Bientôt les francs et les marks ?
Par Antoine B. le samedi 23 avril 2005, 03:39 - Lien permanent
Nouveau venu dans la campagne pour le TCE, Joachim Fels, de Stanley Morgan Stanley (jck one point),
vient de publier une
note assez déconcertante. "Euroland : Euro at risk". Le message
principal est le suivant : les investisseurs seraient bien inspirés d'intégrer
à leurs prévisions la possibilité d'un abandon de l'Euro et d'un retours aux
monnaies nationales. Fels estime que la construction européenne est confrontée
à trois problèmes "with potentially lethal implications",
rien que ça. (lire la suite)
1) Un regain de protectionnisme chez les "vieux" pays riches contre les "nouveaux" pays pauvres
2) Une crise politique provoquée par un éventuel "non" de la France et les Pays Bas au TCE
3) La réforme du pacte de stabilité ouvre la porte à toutes les dérives
Le 1) et le 2) constituent, en quelque sorte, le terreau de la discorde. Il est vrai qu'il est plus facile, pour l'Allemagne et la France, d'accuser les Polonais de leur prendre leurs emplois que de s'interroger sur les causes internes de leur chômage. Encore que ce soit un peu injuste de dire ça de l'Allemagne, qui vit une période de grandes réformes, assez douloureuses. (Elle...).

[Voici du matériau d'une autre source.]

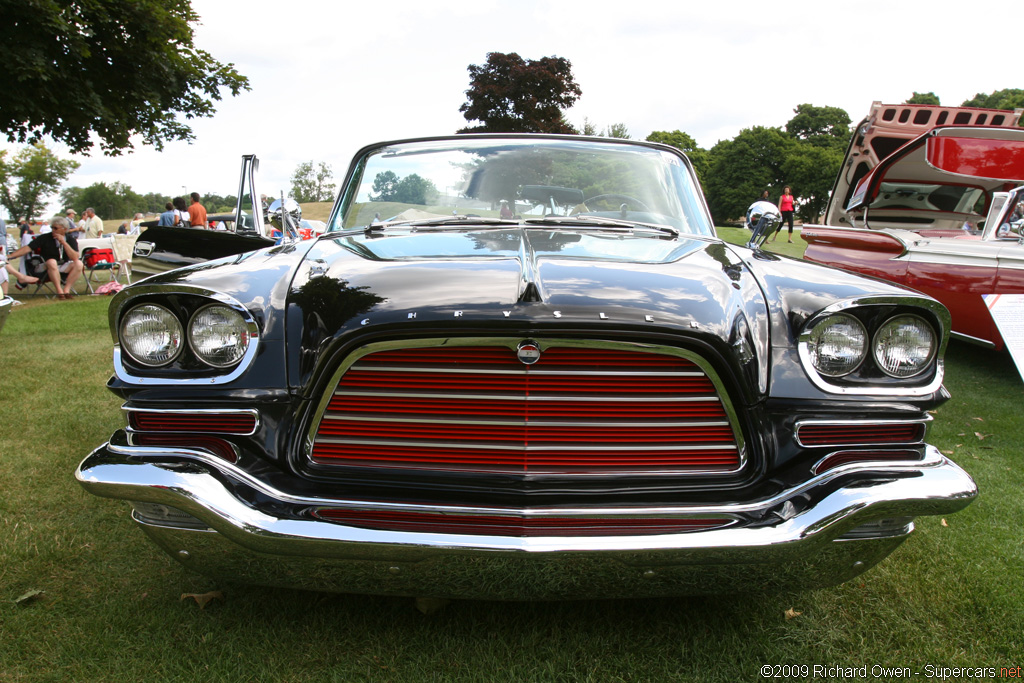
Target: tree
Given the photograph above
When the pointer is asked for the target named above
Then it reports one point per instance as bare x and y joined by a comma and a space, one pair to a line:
33, 174
415, 188
684, 142
384, 184
312, 184
742, 168
111, 201
924, 98
821, 126
1009, 98
515, 95
108, 68
616, 130
811, 171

La réforme du pacte de stabilité, quant à elle, pose un problème plus directement économique, qui est le problème du passager clandestin. Petit rappel. Dans une économie Ricardienne, avec des contribuables qui anticipent parfaitement la politique budgétaire, un déficit est sans effet. Puisqu'ils savent que le remboursement de la dette va passer par une hausse des impôts dans le futur, ils augmentent leur épargne pour faire face à la pression fiscale à venir. Donc, l'augmentation de l'offre de titres financiers (obligations d'Etat) est compensée par une augmentation de la demande de titres financiers, si bien que le taux d'intérêt n'a pas de raison d'évoluer.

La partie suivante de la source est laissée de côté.